July 29th, 2009 at 5:52 am
Long time reader, first time poster. Keep up the good work. But…
I think you’re misreading the 2nd passage. He says:
“he argues that the cost of long range transportation will get so high … But isn’t that an argument against large cities?”
You bring in a wider model of transport costs and agglomeration economies more generally, dodging the question of long-range food transport costs specifically.
I don’t think there’s any argument that as food transport prices increase, the returns to agglomeration decrease. I think we can all agree that as food transport prices tend toward infinity, everyone must grow their own food.

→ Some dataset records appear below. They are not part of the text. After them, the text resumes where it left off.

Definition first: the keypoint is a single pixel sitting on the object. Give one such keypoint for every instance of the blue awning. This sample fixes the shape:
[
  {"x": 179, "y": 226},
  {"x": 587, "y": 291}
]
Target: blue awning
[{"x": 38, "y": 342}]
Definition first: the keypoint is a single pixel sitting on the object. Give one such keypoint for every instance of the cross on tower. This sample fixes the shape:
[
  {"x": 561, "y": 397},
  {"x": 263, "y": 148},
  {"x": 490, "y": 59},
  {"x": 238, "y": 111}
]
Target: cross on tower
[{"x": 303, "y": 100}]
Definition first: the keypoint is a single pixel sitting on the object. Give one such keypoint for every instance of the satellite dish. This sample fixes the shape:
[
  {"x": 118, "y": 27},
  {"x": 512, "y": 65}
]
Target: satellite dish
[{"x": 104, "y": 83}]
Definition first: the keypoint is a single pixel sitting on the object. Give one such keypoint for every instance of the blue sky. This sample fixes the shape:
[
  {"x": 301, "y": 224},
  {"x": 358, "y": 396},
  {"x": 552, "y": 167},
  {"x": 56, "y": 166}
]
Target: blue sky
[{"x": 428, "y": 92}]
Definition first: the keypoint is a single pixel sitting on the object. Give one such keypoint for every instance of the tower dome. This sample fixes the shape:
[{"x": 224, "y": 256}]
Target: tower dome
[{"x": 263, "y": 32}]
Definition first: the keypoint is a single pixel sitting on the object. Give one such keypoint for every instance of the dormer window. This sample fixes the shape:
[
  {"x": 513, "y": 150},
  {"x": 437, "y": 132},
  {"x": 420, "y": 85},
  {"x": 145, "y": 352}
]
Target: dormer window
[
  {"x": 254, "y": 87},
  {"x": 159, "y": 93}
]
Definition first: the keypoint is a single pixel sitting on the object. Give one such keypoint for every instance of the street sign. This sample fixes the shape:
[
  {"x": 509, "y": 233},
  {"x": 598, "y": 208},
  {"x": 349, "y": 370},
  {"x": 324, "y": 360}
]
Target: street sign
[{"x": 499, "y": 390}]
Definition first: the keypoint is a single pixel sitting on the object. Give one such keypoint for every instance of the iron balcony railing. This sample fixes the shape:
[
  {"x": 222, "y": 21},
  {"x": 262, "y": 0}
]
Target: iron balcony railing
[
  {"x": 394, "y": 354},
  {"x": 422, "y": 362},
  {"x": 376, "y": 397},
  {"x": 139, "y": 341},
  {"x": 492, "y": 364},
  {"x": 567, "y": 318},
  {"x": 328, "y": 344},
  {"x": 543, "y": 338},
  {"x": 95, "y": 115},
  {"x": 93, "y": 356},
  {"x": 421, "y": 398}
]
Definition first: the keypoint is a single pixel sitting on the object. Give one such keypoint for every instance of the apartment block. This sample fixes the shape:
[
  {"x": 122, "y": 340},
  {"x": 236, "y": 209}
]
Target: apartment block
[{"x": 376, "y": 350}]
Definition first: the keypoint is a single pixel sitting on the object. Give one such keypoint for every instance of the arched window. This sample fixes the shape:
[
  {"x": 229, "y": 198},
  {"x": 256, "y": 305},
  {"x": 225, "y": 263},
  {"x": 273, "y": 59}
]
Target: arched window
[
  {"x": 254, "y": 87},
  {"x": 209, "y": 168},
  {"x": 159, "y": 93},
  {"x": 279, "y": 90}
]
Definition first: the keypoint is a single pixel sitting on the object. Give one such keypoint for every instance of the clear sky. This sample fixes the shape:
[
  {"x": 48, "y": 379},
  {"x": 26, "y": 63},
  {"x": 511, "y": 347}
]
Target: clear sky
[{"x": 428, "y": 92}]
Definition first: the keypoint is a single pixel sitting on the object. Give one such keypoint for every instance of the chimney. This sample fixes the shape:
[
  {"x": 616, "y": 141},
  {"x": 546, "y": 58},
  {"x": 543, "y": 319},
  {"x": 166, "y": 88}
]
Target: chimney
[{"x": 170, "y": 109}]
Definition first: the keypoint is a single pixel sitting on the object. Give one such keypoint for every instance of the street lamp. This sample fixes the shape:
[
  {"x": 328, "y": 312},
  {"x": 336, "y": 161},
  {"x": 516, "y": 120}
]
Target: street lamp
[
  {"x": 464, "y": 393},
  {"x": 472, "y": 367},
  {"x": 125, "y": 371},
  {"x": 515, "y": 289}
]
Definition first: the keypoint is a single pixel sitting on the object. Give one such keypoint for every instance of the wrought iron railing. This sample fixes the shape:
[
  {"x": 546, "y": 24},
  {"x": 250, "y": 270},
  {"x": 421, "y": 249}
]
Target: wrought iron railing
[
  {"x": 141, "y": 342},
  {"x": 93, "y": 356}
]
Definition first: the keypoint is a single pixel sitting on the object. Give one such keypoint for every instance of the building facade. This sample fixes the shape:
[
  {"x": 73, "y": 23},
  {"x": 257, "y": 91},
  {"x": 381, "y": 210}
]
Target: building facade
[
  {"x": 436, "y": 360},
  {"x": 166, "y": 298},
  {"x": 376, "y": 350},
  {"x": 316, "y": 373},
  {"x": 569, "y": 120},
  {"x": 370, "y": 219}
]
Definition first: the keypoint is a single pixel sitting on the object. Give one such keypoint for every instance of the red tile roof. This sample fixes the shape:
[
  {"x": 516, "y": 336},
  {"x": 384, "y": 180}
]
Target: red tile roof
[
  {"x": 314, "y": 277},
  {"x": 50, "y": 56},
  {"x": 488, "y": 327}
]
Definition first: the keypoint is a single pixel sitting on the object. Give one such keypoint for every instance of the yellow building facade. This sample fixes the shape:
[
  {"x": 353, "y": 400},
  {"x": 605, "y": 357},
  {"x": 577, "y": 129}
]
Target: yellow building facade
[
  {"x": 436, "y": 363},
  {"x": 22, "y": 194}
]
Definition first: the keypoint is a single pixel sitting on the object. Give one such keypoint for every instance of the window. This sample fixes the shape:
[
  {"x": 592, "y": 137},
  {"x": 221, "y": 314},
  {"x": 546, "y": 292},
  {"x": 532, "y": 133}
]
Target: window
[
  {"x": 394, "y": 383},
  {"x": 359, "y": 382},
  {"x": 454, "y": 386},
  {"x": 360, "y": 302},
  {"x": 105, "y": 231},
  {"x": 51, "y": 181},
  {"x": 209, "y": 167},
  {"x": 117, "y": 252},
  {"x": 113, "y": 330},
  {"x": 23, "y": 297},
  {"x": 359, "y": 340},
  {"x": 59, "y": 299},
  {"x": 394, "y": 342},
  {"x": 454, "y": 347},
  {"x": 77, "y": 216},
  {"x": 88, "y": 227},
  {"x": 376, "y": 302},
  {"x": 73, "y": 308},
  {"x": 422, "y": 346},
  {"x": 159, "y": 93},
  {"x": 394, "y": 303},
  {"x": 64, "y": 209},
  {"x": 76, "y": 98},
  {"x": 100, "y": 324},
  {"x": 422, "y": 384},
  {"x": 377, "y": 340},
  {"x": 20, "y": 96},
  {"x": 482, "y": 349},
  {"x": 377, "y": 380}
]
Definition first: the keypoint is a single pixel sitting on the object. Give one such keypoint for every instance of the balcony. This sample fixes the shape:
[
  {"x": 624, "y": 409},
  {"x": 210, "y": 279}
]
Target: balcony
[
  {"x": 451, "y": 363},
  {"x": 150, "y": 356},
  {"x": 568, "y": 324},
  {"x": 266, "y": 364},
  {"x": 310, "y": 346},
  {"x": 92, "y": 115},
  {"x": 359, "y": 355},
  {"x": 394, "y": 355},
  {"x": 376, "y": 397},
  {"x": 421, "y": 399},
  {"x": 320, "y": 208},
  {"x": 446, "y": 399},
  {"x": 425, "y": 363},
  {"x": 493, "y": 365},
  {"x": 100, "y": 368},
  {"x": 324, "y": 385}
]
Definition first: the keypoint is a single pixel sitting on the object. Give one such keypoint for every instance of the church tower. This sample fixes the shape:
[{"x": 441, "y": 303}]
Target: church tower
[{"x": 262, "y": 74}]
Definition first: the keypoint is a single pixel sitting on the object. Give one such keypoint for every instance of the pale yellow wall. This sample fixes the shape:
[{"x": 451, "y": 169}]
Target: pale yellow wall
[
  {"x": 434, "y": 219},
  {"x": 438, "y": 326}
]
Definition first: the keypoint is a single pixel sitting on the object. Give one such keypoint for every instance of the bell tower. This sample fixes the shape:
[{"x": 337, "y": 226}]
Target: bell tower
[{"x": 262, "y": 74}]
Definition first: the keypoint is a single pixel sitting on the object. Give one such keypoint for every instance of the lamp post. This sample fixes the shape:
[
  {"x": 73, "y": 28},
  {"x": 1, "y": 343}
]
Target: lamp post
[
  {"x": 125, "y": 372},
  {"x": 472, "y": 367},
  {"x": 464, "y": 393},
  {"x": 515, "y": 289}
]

The argument is about long-range transport, not transport costs more generally. Let transport costs be increasing at a decreasing rate in product and mileage (and their cross, for completeness). What are the comparative statics when increasing the 2nd derivative of cost in mileage, such that the costs of short-range transport are mostly unchanged but long-range costs increase?
I don’t think it’s unreasonable to suppose that if one takes seriously the differences between short- and long-range transport then increasing long-range costs should usually increase dispersion. I haven’t solved it explicitly, so that’s just my hunch.
Now, of course that may be beside the point since long-range transport may be closely tied to transport costs more generally (i.e. all the volatility is in the first deriv. rather than the second), but I think it’s important on principle not to set up a straw man and then knock it down without ever responding to the specific argument advanced.
Your response should be “That’s true, but…”, not just “No.”
August 2nd, 2009 at 3:44 pm
Chris,
Fisking? Not even. You are attacking a straw man version of my argument. I’m pointing out that it is Steiner who is saying we’ll need to eat more local food. Take his logic to its conclusion and NYC becomes untenable.
I personally am skeptical that food transport costs will get so high that local growing is necessary. Read my full post. I expect electrified rail to put ceilings on food freight costs. But I am not certain on that point and am still looking for better evidence as to electrified rail costs.
Ryan,
As for suburbs being subsidized by governments:
- Mortgage deductions apply just as much to brownstones and condos in NYC.
- Gasoline taxes paid a large fraction of the highway costs.
- Hey, it is what people wanted. That political support for suburbs came as a result of popular acclaim. The political market delivered. You might not be happy about it. But it is what the people in this democracy wanted.
When transportation costs were higher: Yes, cities were denser. But they were also smaller. We had fewer people total. We had farms that came up closer to cities. Look at where the farms are now. Food travels further now to get to cities than it did when transportation costs were higher.
That change isn’t just due to air-lifted fruits such as Kiwi fruit from New Zealand. Our population lives further from farms. Our cities and our suburbs have expanded and displaced farms. At the same time we’ve moved to desert areas which have few crops. NYC must get its food from greater distances than it did 100 years ago due both to NYC population growth and population growth around NYC.
If Steiner is right about extremely high transportation costs then people will need to move to small dense places near farm fields. Any place with lousy soil near areas with lots of good soil becomes a good place to build up.